RNA degradation is an important process for regulating gene expression in living organisms [1]. RNA degradation is mediated by deadenylation-dependent or endonucleolytic cleavage-dependent RNA degradation mechanisms [2]. In both degradation mechanisms, the final step in RNA digestion is catalyzed by exonucleases. Deadenylation-dependent RNA degradation has been studied in plants [3], and some proteins and related sequences were identified and analyzed; however, endonucleolytic cleavage-dependent RNA degradation has not been analyzed in detail.

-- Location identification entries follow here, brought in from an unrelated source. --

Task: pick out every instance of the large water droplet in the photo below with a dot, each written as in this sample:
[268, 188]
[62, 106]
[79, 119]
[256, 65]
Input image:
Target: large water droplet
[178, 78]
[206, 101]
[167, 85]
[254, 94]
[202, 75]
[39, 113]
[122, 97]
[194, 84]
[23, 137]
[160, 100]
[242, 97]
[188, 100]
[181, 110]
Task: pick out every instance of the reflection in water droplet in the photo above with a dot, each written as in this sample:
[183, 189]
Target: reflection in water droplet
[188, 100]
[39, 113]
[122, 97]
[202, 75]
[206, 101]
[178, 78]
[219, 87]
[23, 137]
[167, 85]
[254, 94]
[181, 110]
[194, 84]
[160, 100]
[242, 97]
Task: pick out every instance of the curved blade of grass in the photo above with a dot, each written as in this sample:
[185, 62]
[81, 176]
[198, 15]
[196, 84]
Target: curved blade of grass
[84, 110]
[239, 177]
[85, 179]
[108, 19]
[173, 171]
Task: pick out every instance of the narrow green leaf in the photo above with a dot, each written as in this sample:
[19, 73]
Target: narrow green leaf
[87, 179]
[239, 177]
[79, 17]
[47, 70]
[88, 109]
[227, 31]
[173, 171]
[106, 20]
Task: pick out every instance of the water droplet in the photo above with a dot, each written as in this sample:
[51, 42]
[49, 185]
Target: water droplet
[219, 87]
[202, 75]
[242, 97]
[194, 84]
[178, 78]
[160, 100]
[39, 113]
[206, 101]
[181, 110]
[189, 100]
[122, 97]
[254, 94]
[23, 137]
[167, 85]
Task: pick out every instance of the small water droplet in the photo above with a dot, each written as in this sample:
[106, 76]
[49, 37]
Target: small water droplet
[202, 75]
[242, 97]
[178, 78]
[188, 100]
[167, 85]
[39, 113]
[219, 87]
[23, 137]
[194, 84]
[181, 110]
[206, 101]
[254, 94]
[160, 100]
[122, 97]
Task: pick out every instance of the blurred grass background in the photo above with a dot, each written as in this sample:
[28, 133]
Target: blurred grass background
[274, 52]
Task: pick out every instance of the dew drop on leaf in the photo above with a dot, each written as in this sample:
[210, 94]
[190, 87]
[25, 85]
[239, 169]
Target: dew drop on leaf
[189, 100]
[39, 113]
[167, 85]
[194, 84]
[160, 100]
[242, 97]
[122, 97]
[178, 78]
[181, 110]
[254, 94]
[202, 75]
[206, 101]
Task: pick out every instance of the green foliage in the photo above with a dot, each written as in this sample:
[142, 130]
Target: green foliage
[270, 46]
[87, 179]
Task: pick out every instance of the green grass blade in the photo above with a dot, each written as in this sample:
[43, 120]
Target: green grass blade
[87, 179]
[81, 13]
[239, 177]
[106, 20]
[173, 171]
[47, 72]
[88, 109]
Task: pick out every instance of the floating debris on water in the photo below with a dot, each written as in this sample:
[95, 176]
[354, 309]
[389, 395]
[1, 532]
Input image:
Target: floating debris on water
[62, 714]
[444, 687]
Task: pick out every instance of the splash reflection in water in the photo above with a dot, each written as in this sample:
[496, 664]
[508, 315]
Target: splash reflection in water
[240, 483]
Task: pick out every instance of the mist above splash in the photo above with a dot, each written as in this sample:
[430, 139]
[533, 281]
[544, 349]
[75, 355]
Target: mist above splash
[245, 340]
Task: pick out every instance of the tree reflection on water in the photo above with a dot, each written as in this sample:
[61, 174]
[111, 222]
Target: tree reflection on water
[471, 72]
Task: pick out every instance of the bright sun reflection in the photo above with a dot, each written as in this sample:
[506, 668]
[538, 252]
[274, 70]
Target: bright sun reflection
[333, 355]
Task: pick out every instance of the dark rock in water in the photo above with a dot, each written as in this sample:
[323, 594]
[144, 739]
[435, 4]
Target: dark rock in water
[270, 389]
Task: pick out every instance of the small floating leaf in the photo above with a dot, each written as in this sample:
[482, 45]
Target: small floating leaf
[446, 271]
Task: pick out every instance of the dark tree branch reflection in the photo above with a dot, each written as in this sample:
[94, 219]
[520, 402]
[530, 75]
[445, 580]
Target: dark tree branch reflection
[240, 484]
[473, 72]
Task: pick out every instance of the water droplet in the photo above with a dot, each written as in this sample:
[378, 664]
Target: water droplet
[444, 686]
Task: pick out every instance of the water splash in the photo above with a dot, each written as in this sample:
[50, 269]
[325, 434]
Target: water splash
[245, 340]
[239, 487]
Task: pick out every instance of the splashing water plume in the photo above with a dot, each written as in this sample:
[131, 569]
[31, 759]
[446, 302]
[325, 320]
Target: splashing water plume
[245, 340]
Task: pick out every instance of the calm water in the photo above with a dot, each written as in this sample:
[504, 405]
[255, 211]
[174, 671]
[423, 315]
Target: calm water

Degradome sequencing methods, which are techniques for detecting truncated RNA ends using next-generation sequencing (NGS), have been developed to study the mechanisms underlying endonucleolytic cleavage–dependent RNA degradation [4,5,6]. Although these methods contribute to the identification of cleavage sites, the detected cleavage sites are biased toward the 3′ end of the transcript because of poly A selection in library preparation [6, 7]. In previous work from our group, we attempted to solve this problem by developing truncated RNA end sequencing (TREseq) in A. thaliana [8]. TREseq analysis showed high G nucleotide frequency around the cleavage sites; the cleavage sites were highly accumulated around the start and stop codons, and three-nucleotide periodicity was observed in the coding sequences (CDSs) [8, 9]. These tendencies are similar to ribosome movements, which are reported in ribosome profiling methods, suggesting that the translation process affects RNA cleavage [8,9,10]. In our previous study, we evaluated the relationships between single determinants and cleavage efficiency in A. thaliana using Pearson’s correlation analysis [11]. We found that cleavage efficiencies were related to several determinants (e.g., G nucleotide frequency around cleavage sites and RNA length). However, because Pearson’s correlation analysis can evaluate only one-to-one relationships, the effects of multiple putative determinants on cleavage efficiency remain to be elucidated.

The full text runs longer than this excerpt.